All those characters had something else in common: They were the core of a comic book team that began in 1963 called the Avengers, Marvel’s answer to DC’s Justice League of America....But the idea that Spider-Man movies could happen in the same universe as X-Men movies? Save that kind of talk for the comics shop, kid. “On almost every movie,” says Kevin Feige, head of Marvel Studios and a veteran producer of films based on Marvel comics, “the writer or director would go, ‘Hey, could we add this character?’ And someone in the legal department would say, ‘No, we can’t do that.’”

With Iron Man, though, Marvel itself was running the show—and suddenly the answer was, “Hell yes.” Samuel L. Jackson’s agents had called Feige to ask about a part in Iron Man... So Feige asked director Jon Favreau to add a scene with Jackson as Fury, welcoming Iron Man’s alter ego to a larger world of superheroes. “He was not only telling Tony Stark about the Avengers,” Feige says. “He was telling the audience.”


If Iron Man had flopped, the cameo would have been a throwaway joke. But the movie made $318 million in the US...

Marvel started cranking out a new crop of movies, each featuring a different character, and fans began to realize that they hinted at a wider crossover potential. Stark had Captain America’s shield in his house. The bad guy in The Incredible Hulk got injected with a version of the supersoldier serum that created Captain America. It wasn’t that hard; Marvel was there to help the writers with a whole basket of Easter eggs: paramilitary agencies, Nazi scientists, magic cubes, secret formulas, and so on. The moviemakers started watching one another’s rough cuts and consulting with a “creative committee” of Marvel Comics writers. “In the first Iron Man, the Easter eggs were simply inside jokes for the Marvel faithful,” Favreau says. “By the time the second one rolled around, part of the agenda was to build toward The Avengers.”

So, four years later, and they've cranked out five movies which turn out to be extended advertisements for yet another film. And all of them pretty good. (Captain America and Iron Man 2 a little disappointing, The Incredible Hulk surprisingly decent (though maybe I just like it because it's almost more about Captain America, who I like a lot, than the Hulk)).

All of these guys were second-stringers in the comic books, and virtually unknown to anyone who wasn't a nerd.
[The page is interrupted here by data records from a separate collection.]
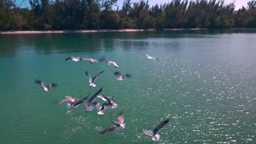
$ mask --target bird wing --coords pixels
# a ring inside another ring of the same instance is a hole
[[[68,100],[69,100],[68,99],[63,99],[63,100],[61,100],[61,101],[59,101],[58,104],[59,104],[59,104],[61,104],[63,103],[63,102],[66,101],[68,101]]]
[[[82,59],[83,61],[90,61],[91,59],[90,58],[82,58]]]
[[[91,80],[91,76],[90,75],[90,74],[89,74],[89,73],[87,71],[85,71],[85,74],[87,75],[87,76],[88,76],[88,78],[89,79],[90,83],[92,83],[92,80]]]
[[[100,103],[97,103],[97,104],[96,104],[95,106],[96,106],[96,107],[97,108],[97,110],[98,111],[101,110],[100,110],[100,108],[101,107],[101,104],[100,104]]]
[[[118,115],[118,119],[119,122],[120,122],[121,123],[124,123],[124,113],[123,113],[123,112],[121,112],[119,115]]]
[[[117,75],[118,76],[119,76],[121,75],[121,72],[120,72],[120,71],[115,71],[115,72],[114,73],[114,74],[115,75]]]
[[[141,131],[144,134],[147,135],[150,135],[150,136],[153,136],[154,134],[153,133],[152,130],[141,130]]]
[[[130,74],[126,74],[126,76],[127,77],[131,77],[131,75]]]
[[[94,81],[95,81],[95,80],[98,78],[98,76],[100,75],[101,74],[103,73],[103,72],[104,72],[104,70],[101,71],[101,73],[97,74],[96,75],[95,75],[94,78],[92,79],[92,82],[94,82]]]
[[[115,103],[115,97],[113,97],[113,100]]]
[[[40,84],[40,86],[41,86],[41,87],[43,88],[46,88],[46,87],[44,86],[44,82],[43,81],[36,80],[36,83]]]
[[[90,105],[92,103],[94,103],[94,101],[95,100],[96,98],[97,98],[97,95],[99,95],[101,93],[101,91],[102,91],[102,88],[101,88],[100,90],[98,90],[98,92],[96,92],[95,94],[94,94],[94,95],[92,95],[91,97],[90,97],[90,98],[89,98],[88,103]]]
[[[65,61],[67,61],[68,59],[73,59],[73,58],[74,58],[73,57],[69,57],[66,58]]]
[[[161,129],[164,127],[165,127],[165,125],[166,125],[169,119],[158,124],[158,126],[156,126],[156,127],[155,127],[155,128],[153,130],[154,135],[156,135],[158,133],[158,132],[159,132],[161,130]]]
[[[49,89],[50,89],[50,88],[51,88],[52,87],[55,87],[57,85],[56,85],[55,83],[49,83],[48,86],[47,86],[47,87]]]
[[[118,129],[118,127],[116,126],[115,125],[114,125],[109,128],[108,128],[107,129],[104,130],[103,131],[101,132],[101,134],[107,134],[108,133],[113,132],[117,129]]]

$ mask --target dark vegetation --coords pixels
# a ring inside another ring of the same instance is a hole
[[[15,0],[0,0],[0,31],[120,28],[256,27],[256,1],[235,10],[234,2],[172,0],[150,7],[147,1],[29,0],[21,8]]]

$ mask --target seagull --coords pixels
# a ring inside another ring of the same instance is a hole
[[[125,123],[124,123],[124,113],[121,112],[118,116],[118,121],[117,122],[115,122],[114,121],[110,122],[114,123],[114,125],[110,127],[107,129],[101,132],[101,134],[107,134],[118,129],[120,131],[124,130],[125,128],[126,124]]]
[[[108,65],[112,65],[115,67],[115,68],[118,67],[118,65],[115,62],[112,62],[109,60],[106,60],[106,63],[107,63]]]
[[[141,130],[141,131],[144,134],[152,136],[152,140],[154,141],[157,141],[160,139],[160,135],[158,133],[165,127],[169,121],[169,119],[158,124],[158,126],[153,130]]]
[[[156,60],[156,61],[159,61],[159,60],[158,59],[156,59],[155,58],[154,58],[153,57],[150,57],[149,56],[149,55],[147,55],[147,53],[145,53],[147,56],[147,57],[148,58],[148,59],[153,59],[154,60]]]
[[[83,101],[84,105],[86,107],[86,111],[91,111],[94,110],[94,107],[91,105],[94,103],[94,101],[95,101],[96,99],[97,98],[97,95],[100,95],[101,91],[102,91],[102,88],[98,90],[98,92],[94,94],[94,95],[91,95],[88,100],[86,100]]]
[[[91,64],[92,64],[92,63],[94,63],[94,62],[97,62],[97,63],[99,63],[100,61],[96,59],[92,59],[91,58],[82,58],[83,61],[88,61],[89,62],[91,62]]]
[[[117,80],[118,80],[119,81],[122,81],[123,79],[125,78],[125,77],[131,77],[131,75],[127,74],[126,73],[125,73],[122,76],[122,75],[121,75],[121,73],[120,71],[115,72],[114,74],[115,75],[118,75],[118,78],[117,78]]]
[[[100,104],[100,103],[98,103],[95,105],[97,108],[97,110],[98,110],[98,111],[97,113],[100,115],[104,115],[104,111],[106,109],[105,105],[103,104],[102,106],[101,106],[100,104]]]
[[[118,106],[118,104],[115,103],[115,97],[113,97],[113,101],[111,100],[110,99],[111,97],[106,97],[103,94],[99,95],[97,96],[98,98],[101,98],[103,101],[107,101],[108,103],[104,103],[103,104],[105,106],[111,106],[112,109],[117,109]]]
[[[77,98],[72,98],[72,97],[67,96],[67,95],[65,95],[64,96],[64,97],[65,98],[65,99],[59,101],[58,104],[61,104],[64,101],[67,101],[68,103],[67,103],[67,108],[69,109],[71,107],[74,107],[74,104],[77,103],[77,100],[78,100],[80,99],[80,98],[81,98],[82,95]]]
[[[72,59],[73,61],[75,62],[78,62],[78,61],[81,61],[82,60],[82,58],[80,57],[69,57],[66,59],[66,61],[69,59]]]
[[[55,87],[57,86],[56,83],[49,83],[47,87],[44,86],[44,82],[43,81],[41,80],[36,80],[36,83],[39,83],[41,86],[41,87],[44,90],[45,92],[48,92],[48,91],[51,89],[52,87]]]
[[[85,74],[87,75],[87,76],[88,76],[88,78],[89,79],[89,82],[90,82],[90,87],[96,87],[96,85],[94,83],[94,81],[95,81],[95,80],[98,77],[98,76],[102,74],[103,72],[104,72],[104,70],[101,71],[101,73],[98,73],[98,74],[97,74],[96,75],[95,75],[94,78],[92,79],[91,79],[91,76],[90,75],[89,73],[87,71],[85,71]]]
[[[111,98],[111,97],[106,97],[103,94],[98,95],[97,97],[101,98],[103,101],[107,101],[108,99],[110,99]]]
You can count the number of comic book heroes the general public is aware of one one hand, and part of another: Batman, Superman, Spiderman, the Hulk a little, maybe the X-Men, and maybe some of the characters people remember from the Super Friends, like the Flash or... um, Zan and Jana and their Space Monkey Gleek. (Corrected. Turns out it's "Gleek," not "Gleep.")

But they actually executed "The Avengers Initiative" they inserted as a joke for fanboys at the end of one movie. And they already made $300 million in some (only 30 or so) overseas markets in a week, and will almost certainly make $400 million or more in America. And then the rest of the world markets brings that to a billion, easily.

And they already made a billion making people pay for the prologues to this movie.

Billions of dollars because someone got the bright idea to toss in a joke for nerds.